Wichita State Shockers

‘It broke my heart’: Former WSU basketball teammate copes with sudden loss of Lew Hill

Texas-Rio Grande Valley coach Lew Hill claps after a play during the first half of an NCAA college basketball game against Texas Tech, in Lubbock, Texas. Texas Rio Grande Valley says Hill died Sunday, Feb. 7, 2021, a day after coaching a basketball game against Texas Southern. He was 55.
Texas-Rio Grande Valley coach Lew Hill claps after a play during the first half of an NCAA college basketball game against Texas Tech, in Lubbock, Texas. Texas Rio Grande Valley says Hill died Sunday, Feb. 7, 2021, a day after coaching a basketball game against Texas Southern. He was 55. AP

When John Cooper first heard the news on Sunday, his immediate reaction was to dial the number he’s called so many times since 1987.

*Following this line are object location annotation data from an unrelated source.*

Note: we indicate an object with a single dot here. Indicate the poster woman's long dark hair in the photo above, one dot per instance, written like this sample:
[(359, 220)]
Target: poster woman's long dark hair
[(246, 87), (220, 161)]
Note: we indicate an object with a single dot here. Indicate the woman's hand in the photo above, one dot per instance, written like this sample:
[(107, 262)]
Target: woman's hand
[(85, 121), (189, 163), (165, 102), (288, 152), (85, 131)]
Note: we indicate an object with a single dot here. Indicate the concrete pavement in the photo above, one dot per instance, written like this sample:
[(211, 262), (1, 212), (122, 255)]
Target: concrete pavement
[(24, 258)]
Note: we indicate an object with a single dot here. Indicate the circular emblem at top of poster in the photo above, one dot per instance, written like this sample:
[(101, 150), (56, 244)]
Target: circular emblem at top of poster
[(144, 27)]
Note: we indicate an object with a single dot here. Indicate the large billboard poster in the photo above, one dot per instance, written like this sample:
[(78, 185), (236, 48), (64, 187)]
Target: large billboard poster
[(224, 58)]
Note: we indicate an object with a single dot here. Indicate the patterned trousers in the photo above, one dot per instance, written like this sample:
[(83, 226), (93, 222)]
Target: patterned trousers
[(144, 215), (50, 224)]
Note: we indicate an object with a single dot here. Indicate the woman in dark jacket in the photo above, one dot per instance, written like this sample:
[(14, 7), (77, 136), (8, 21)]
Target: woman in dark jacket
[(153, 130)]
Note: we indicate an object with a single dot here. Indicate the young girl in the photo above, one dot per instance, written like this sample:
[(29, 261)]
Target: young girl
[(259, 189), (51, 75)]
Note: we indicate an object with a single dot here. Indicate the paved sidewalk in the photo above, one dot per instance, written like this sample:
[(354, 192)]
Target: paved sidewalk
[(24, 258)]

His heart sank when Lew Hill did not answer.

Ever since they were college teammates on the Wichita State men’s basketball team more than three decades ago, the bond between Hill and Cooper grew. They got into the coaching profession around the same time and rose the ranks together, as they became each other’s biggest supporter and confidant.

And now that is gone after Hill, 55, died in his sleep on Sunday, a day after coaching Texas-Rio Grande Valley in a 77-75 loss at Texas Southern. The school did not release a cause of death, but Stadium’s Jeff Goodman reported Hill had recently battled COVID-19.

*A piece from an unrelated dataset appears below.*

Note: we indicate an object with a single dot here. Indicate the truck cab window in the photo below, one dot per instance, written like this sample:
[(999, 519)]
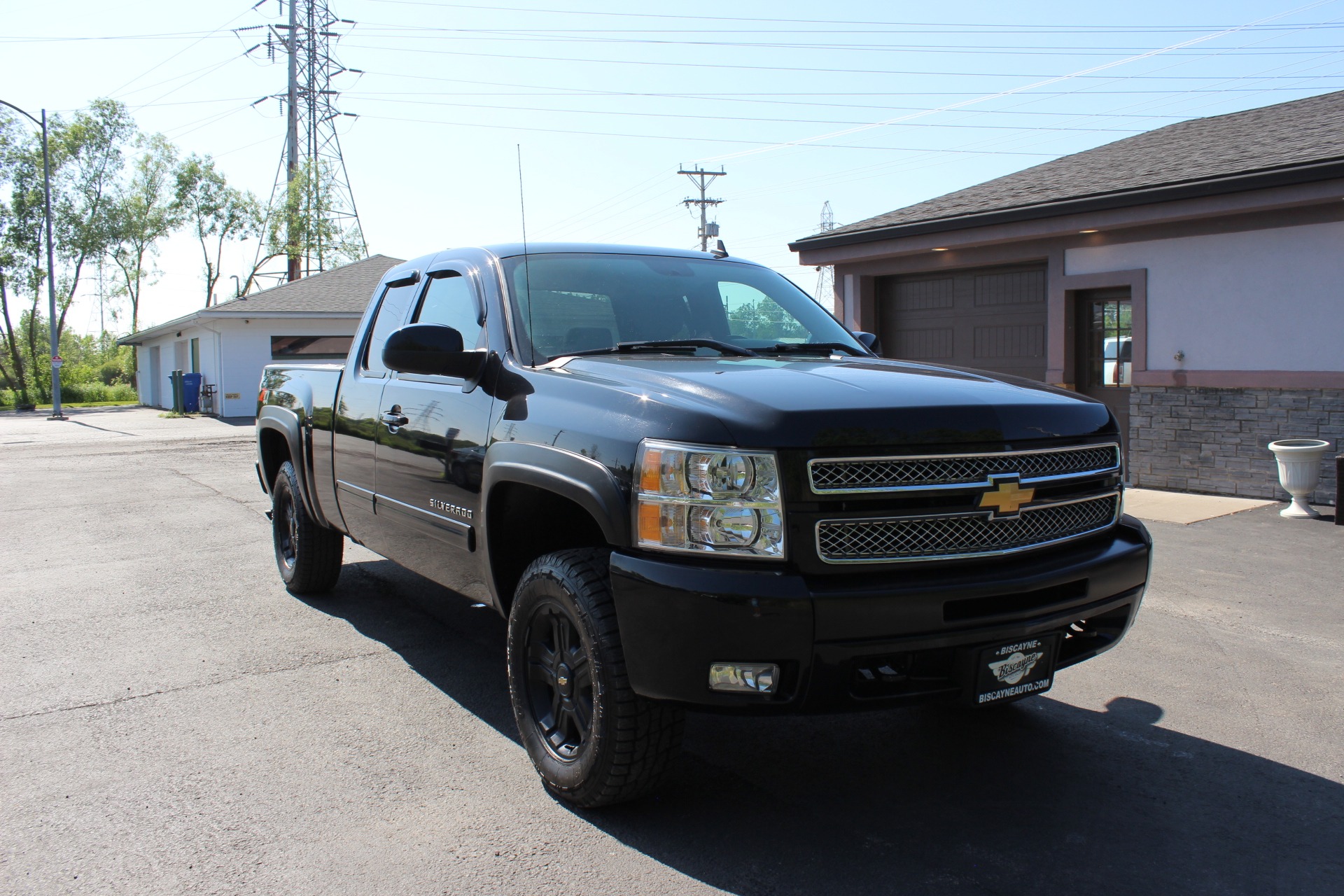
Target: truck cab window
[(391, 316), (452, 301)]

“When you look at your phone and see his name, it’s so hard to believe I’ve lost the ability to talk to him,” Cooper, now an assistant coach for SMU, told The Eagle in a phone interview on Sunday night. “He was such a consistent part of my life. I called him hoping it wasn’t true.

“It just really devastated me. It broke my heart.”

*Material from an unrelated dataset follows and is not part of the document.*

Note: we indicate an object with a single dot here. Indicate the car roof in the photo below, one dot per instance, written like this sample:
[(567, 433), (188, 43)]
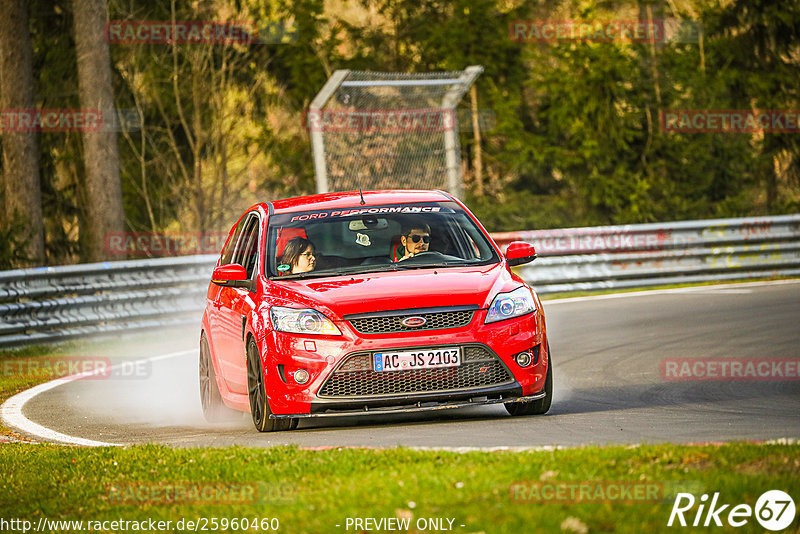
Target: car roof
[(348, 199)]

Cooper still remembers it like yesterday when he arrived to Wichita State as a sinewy 6-foot-6 freshman in the fall of 1987 and met Hill, a 6-foot-5 senior forward who would go on to average 13.1 points and earn all-Missouri Valley Conference honors that season.

They were both vying for playing time at the same position, but the two never viewed each other as rivals. That didn’t stop Hill, the senior, from beating up on Cooper, the freshman, in practice, but the two formed a natural friendship away from the court. During their lone season together playing for coach Eddie Fogler, the Shockers finished 20-10 and reached the NCAA Tournament.

“I remember teasing him about if he ever got in foul trouble, then I would play more,” Cooper said. “And then we’re playing K-State my freshman year and he got in foul trouble against Mitch Richmond and I had to go in there and guard him. I told him after that one, ‘Thanks a lot, you had to decide to get in foul trouble this game so I had to deal with him.’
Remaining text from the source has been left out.